Great Britain's male volleyball players are being led into battle by an ex-Army soldier who has brought a tough-talking approach to their set-up.
Arie 'Harry' Brokking hails from the small village of Ede in Holland and immediately after finishing school spent a year representing his country in the armed forces.
He swapped the front line for the volleyball court after that, though, forging a successful career as both a player and coach in his homeland, before heading to Sheffield in 2007 when the British Volleyball Federation asked him to head up their newly-formed team.

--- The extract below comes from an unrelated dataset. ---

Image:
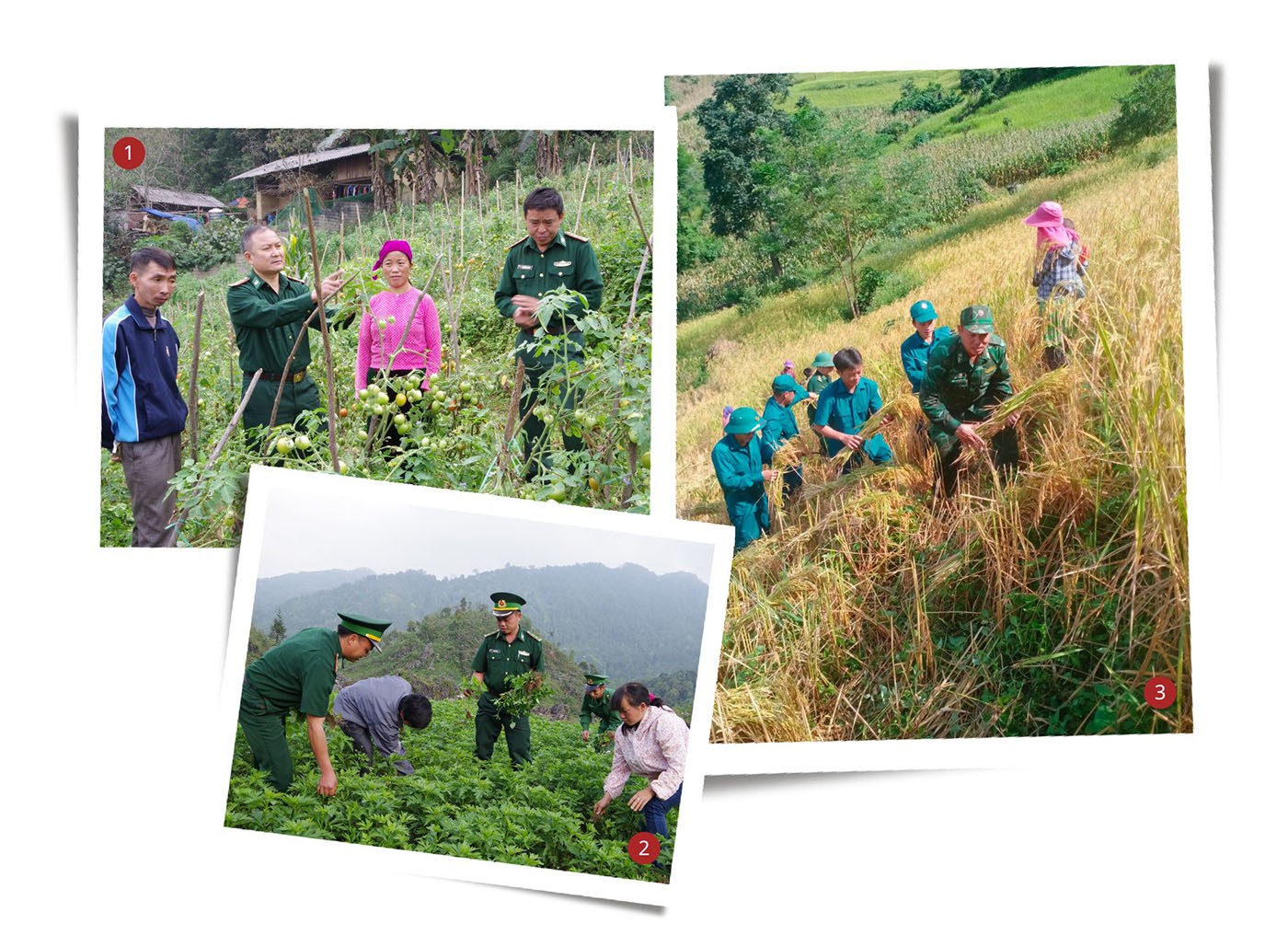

He accepted the post and five years later is preparing for his third Games - this his first without sporting the traditional orange of Holland - but he has lost none of the fighting spirit he learned in his early days, something he demonstrated when discussing the approach his side will take.
"I never accept a loss, but every team can beat another and that is why we are training hard," he said.
"There must be a moment when these teams slow down or break down, and I hope the first moment they do will be against Great Britain, who they think will not be up to the tournament. That means you can grab them, take them by the throat, and squeeze."
One of those entrusted to execute such plans by Brokking is Scot Mark McGivern. Schooled in the Glasgow suburb of Bellshill, the 29-year-old is the second-oldest player in what is a largely young GB squad, who begin their campaign on Sunday against Bulgaria.
"I have the Olympic motto 'Citius, Altius, Fortius' on my arm," McGivern said. "I got it done four years ago to remind me to work hard towards my goal. I had to keep that in mind to make my dream come true.
"If we can win a game or two, the momentum can build. Volleyball is a quick-moving game, it's exciting and we can get the team moving. We're going to come out fighting. Our ranking isn't high because we've not played at ranking competitions, but we are a tough team.
"Our team formed because we won the Olympics, but we've got a young group that can move on and get the sport going forward. I'd like to work with young kids and get more people interested in the sport."